Teledyne LABS’ P&T moisture control system, combined with optimizing dry purge, desorb, and bake settings within your method, can help reduce water vapor transferred to the GC. Whether at the federal or regional/state level, detection limits are only getting lower, making the ability to clean up the system between samples and sustain high sensitivity especially important.
Mentioned above, certain method parameters can lead to a more efficient purge and cleanup. Overall, the more efficient your purge, the better the chromatography you will see and, hopefully, the easier your analysis will be. These parameters can lead to a more efficient purge:
- Vapor pressure
- Solubility
- Sample temperature
- Sample size
- Purge volume
Typically, the chemical nature of the compounds of interest will affect the purge efficiency, like the vapor pressure of the compounds of interest.

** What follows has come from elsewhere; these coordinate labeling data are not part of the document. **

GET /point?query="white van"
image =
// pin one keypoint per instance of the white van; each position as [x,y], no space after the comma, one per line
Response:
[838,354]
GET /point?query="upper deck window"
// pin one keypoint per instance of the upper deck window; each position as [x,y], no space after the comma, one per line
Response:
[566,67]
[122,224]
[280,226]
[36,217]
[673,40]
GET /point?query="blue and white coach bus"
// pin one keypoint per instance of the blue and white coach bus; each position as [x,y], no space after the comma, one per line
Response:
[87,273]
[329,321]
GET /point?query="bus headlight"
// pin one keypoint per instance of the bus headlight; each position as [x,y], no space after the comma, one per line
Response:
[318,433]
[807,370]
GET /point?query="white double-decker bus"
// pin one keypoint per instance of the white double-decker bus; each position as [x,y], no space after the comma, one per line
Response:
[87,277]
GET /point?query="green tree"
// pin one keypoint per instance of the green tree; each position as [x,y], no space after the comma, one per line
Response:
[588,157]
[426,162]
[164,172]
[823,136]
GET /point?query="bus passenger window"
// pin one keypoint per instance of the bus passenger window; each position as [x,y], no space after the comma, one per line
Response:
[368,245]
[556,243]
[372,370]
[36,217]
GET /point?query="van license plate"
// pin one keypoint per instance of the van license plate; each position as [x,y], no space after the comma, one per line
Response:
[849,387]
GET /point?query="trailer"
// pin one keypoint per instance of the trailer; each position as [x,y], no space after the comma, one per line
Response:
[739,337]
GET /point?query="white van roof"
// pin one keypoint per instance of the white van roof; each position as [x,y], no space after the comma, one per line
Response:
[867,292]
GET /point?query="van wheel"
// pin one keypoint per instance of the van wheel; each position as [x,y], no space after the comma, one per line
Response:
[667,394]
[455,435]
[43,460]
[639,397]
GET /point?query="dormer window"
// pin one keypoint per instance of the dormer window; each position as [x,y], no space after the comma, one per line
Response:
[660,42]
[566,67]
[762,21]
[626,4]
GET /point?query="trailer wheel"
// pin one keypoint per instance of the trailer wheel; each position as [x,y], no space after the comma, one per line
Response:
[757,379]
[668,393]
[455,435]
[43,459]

The vapor pressure is the pressure at which a liquid and its vapor are in equilibrium at a given temperature. The higher the vapor pressure, the faster a liquid evaporates. Components that have a higher vapor pressure will have a higher purge efficiency. Vinyl Chloride and the other gases have high vapor pressures.
Solubility is the maximum amount of a substance that will dissolve in a solvent at a specified temperature. If a compound is very soluble in the sample matrix, it will be harder to remove from the matrix.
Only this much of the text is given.